Now, forget everything I’ve just written for a second, and assume that marriage is indeed about procreation and the rearing of children. With ever-increasing medical technology, gay men and lesbians are more capable than ever of being parents. Given the fact that many gays and lesbians do have children, shouldn’t these children reap the benefits of marriage as a “morally suitable framework” in which to grow, learn and be loved? Raskopf writes, “Ultimately, opposition to gay marriage does not turn on any judgments about homosexuals as people or about the legitimacy of homosexuality, but rather is born of the incongruity between homosexuality and marriage.” Because gays can in fact be parents, Raskopf contradicts his argument that marriage is based on the rearing of children. If marriage is truly about children, then to deny marriage to homosexual parents is a blatant disapproval of homosexuality. If marriage is about procreation, then there can be no “incongruity” between homosexuality and marriage. However, if marriage is about heterosexual rules of sex and moral procreation, then I suppose, unfortunately, many do find a large incongruity between gays and marriage. Yet, to make these rules of sex and moral judgments the law violates the secular principles upon which this country was founded.

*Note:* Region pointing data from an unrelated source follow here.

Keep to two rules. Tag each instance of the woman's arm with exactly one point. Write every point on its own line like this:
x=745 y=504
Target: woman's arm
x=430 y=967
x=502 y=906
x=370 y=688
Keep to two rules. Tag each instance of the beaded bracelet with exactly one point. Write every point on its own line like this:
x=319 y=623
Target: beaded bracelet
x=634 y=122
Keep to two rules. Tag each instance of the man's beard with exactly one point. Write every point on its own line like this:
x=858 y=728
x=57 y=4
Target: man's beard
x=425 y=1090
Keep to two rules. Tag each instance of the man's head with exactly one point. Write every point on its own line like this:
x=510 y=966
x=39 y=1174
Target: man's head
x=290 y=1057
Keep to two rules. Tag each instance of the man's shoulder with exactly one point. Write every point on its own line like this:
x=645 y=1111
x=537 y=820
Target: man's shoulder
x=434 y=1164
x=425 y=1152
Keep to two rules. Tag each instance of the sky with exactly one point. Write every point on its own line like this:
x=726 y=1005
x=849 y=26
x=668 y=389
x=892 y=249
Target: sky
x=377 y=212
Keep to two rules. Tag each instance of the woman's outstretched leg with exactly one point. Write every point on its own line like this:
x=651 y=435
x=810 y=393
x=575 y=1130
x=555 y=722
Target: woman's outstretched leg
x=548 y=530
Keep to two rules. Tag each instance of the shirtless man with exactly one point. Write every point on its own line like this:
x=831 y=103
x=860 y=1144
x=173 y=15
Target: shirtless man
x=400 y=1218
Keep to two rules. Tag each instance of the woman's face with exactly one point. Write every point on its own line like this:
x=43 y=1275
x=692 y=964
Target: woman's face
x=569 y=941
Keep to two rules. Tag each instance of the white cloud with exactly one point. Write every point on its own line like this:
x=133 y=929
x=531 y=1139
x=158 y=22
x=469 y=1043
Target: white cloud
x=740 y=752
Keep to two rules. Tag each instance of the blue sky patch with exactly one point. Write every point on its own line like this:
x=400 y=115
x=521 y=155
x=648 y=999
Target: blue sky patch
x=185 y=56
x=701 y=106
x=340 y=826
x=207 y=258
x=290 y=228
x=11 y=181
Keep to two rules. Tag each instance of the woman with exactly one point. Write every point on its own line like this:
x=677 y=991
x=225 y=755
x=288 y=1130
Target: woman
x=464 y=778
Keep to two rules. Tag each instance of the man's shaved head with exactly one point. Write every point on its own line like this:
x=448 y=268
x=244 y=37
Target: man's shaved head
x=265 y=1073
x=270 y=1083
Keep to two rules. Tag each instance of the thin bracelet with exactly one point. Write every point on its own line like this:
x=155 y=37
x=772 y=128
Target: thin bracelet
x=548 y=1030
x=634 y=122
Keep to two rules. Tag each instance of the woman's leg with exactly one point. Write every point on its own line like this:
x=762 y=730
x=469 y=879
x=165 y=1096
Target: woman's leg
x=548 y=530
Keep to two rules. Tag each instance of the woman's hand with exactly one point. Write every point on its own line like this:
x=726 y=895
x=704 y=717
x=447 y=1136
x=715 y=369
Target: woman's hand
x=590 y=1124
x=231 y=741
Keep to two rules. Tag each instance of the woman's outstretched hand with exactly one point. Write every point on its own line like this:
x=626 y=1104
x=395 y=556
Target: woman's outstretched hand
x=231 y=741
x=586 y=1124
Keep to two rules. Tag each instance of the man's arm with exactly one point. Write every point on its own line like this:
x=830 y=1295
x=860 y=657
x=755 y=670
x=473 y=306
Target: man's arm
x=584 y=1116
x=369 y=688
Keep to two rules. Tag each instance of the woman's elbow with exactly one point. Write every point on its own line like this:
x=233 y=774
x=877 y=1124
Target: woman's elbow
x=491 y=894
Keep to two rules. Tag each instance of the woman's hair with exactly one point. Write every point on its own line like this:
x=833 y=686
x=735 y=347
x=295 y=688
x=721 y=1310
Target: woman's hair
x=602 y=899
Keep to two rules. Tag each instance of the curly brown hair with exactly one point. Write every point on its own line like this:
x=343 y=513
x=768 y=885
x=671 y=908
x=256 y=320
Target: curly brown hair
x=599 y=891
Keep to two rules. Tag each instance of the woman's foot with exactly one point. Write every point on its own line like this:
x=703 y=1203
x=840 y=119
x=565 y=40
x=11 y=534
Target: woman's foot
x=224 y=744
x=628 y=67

In her opinion in Goodridge v. Department of Public Health (the case decided by the Massachusetts Supreme Judicial Court in November of 2003 that declared the denial of marriage permits to same-sex couples unconstitutional), Chief Justice Margaret Marshall also understood that heterosexual procreation could not be the defining essence of marriage. Marshall wrote, “Our laws of civil marriage do not privilege procreative heterosexual intercourse between married people above every other form of adult intimacy and every other means of creating a family … While it is certainly true that many, perhaps most, married couples have children together, it is the exclusive and permanent commitment of the marriage partners to one another, not the begetting of children, that is the sine qua non of civil marriage.”